3rd Virginia Resolution of 1798 by James Madison
"That this Assembly does explicitly and peremptorily declare, that it views the powers of the Federal Government, as resulting from the compact to which the States are parties, as limited by the plain sense and intention of the instrument constituting that compact as no further valid than they are authorized by the grants enumerated in that compact; and that in case of a deliberate, palpable and dangerous exercise of other powers not granted by the said compact, the States who are parties thereto have the right, and are in duty bound to interpose, for arresting the progress of the evil, and for maintaining within their respective limits the authorities, rights, and liberties appertaining to them."

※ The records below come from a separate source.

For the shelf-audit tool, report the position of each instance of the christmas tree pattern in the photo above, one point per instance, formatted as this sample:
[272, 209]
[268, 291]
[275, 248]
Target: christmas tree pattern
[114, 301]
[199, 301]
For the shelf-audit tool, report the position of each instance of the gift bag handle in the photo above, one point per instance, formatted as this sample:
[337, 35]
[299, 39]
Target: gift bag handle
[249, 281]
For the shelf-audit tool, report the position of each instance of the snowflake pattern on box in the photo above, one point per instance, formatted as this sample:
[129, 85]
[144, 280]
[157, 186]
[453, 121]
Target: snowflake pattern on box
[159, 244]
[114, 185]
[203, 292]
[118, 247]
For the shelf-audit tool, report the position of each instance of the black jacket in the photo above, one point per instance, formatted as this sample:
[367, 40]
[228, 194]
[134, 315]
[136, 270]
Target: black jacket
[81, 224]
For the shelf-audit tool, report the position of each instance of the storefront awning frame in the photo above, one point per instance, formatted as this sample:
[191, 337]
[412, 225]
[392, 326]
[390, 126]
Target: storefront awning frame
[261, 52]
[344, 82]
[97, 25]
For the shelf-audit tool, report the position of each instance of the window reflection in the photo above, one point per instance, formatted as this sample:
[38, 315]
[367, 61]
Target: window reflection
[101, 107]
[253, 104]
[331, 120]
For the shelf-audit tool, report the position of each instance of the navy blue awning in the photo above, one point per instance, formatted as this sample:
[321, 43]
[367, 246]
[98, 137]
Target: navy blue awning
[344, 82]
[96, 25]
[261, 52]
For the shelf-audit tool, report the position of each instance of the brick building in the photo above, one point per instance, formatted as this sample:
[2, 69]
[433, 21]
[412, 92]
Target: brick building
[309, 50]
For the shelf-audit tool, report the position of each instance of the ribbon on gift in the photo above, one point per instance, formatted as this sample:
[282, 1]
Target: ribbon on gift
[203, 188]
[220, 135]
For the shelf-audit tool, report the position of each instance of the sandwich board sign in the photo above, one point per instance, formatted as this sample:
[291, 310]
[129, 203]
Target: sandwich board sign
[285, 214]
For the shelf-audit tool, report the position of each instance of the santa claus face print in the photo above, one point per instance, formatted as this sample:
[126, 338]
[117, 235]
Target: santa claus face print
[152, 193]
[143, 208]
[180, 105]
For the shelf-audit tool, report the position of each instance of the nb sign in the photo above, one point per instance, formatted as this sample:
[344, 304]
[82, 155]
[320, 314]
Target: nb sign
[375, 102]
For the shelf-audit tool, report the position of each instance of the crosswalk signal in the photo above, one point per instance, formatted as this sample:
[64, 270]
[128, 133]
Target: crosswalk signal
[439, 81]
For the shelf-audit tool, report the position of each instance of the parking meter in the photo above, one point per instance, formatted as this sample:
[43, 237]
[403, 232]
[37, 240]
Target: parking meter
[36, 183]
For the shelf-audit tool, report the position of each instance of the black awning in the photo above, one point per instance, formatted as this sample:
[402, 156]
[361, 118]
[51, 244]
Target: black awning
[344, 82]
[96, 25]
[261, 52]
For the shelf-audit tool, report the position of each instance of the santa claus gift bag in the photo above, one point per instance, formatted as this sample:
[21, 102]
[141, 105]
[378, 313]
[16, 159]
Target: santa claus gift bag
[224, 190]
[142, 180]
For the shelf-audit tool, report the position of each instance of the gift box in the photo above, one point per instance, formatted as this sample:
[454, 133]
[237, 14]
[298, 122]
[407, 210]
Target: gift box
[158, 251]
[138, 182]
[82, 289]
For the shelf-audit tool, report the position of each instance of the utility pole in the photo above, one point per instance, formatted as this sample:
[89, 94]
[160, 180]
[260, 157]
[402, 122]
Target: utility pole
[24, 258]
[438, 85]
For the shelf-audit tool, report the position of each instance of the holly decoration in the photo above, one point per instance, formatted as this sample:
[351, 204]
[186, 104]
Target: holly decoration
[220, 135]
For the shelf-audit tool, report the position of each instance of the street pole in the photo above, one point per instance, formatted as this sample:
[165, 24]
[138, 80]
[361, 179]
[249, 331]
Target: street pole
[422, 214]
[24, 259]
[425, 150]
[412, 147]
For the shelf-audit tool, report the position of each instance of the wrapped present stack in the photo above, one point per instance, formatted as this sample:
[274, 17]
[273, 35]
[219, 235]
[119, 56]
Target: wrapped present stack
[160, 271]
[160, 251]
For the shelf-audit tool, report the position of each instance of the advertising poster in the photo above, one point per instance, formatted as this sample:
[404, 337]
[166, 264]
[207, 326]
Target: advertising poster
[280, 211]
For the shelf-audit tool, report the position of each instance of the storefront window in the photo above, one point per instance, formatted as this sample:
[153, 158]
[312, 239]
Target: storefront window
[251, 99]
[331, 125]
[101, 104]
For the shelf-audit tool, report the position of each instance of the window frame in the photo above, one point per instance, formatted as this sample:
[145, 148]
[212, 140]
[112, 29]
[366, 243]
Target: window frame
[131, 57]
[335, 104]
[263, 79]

In 1799 the bulk of the State governments of New England wrote counter-resolutions against the Virginia Resolutions supporting the Federal Government, ran by John Adams and the Federalist, in it's attempt to revolutionize the laws and increase the power of Washington over the states and decrease the power of the Constitution. After 1801 the Federalist lost favor with the people and control of the government, cementing the political belief that the Resolutions of 1798 were a supplement to the Constitution and held sway until 1861.